Deno command injection in node:child_process bypasses permission sandbox

TL;DR - Patch Deno and rip shell: true out of any code path that touches untrusted input. This bug runs OS commands outside Deno's permission sandbox.

What happened

Deno is the secure JavaScript and TypeScript runtime whose whole brand is the permission-based sandbox. The new CVE undermines that. Calling spawn() or spawnSync() from node:child_process with shell: true and attacker-controlled arguments lands as command injection.
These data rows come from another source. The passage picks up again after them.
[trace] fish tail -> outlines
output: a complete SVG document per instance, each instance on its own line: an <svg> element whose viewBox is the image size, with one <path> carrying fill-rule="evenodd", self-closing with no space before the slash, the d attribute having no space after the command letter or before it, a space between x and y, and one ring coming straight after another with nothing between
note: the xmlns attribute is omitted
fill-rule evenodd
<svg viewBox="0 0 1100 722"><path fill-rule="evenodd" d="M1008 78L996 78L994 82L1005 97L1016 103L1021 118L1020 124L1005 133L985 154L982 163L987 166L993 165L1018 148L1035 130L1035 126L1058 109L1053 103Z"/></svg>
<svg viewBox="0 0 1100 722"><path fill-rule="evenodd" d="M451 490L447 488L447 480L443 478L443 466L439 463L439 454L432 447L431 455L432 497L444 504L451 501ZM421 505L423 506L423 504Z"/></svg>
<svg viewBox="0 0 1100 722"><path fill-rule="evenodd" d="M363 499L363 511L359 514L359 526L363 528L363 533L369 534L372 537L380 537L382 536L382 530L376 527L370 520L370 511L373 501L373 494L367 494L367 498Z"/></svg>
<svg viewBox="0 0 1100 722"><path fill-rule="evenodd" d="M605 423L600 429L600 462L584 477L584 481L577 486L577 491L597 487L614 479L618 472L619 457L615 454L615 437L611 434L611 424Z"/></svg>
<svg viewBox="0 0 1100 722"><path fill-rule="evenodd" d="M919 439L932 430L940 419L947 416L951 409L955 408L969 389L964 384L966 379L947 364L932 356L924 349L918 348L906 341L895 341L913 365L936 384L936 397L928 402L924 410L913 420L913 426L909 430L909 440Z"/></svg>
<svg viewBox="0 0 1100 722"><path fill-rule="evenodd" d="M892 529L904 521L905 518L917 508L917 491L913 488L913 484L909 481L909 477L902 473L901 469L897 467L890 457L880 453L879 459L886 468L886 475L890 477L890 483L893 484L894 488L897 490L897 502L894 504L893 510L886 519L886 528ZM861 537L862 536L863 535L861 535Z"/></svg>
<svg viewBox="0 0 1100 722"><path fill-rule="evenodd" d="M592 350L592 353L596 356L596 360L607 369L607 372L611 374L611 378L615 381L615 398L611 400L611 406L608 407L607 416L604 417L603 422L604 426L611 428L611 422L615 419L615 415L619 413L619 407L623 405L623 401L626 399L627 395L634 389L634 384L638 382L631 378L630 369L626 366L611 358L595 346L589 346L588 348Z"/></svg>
This is the bypass for the earlier fix for CVE-2026-27190.

The root cause is a quoting priority bug in transformDenoShellCommand. Arguments containing $VAR get wrapped in double quotes - which in POSIX sh still allows backtick command substitution. So the sandbox sees a tame-looking string. The shell sees a substitution.

All the attacker needs is --allow-run.

Who is impacted

• Deno v2.7.0 and v2.7.1 (range: >= 2.7.0, < 2.7.2).
• Applications passing user-controlled arguments to spawn() / spawnSync() with shell: true.
• Only --allow-run is required for exploitation.

What to do now

• Follow vendor remediation guidance and apply the latest patched release available at the time of writing.
• If running vulnerable versions temporarily:
  • Avoid shell: true (use default shell: false).
  • Do not pass untrusted input into process-spawn arguments.
  • Review code paths calling node:child_process from untrusted sources (web requests, job payloads, message queues).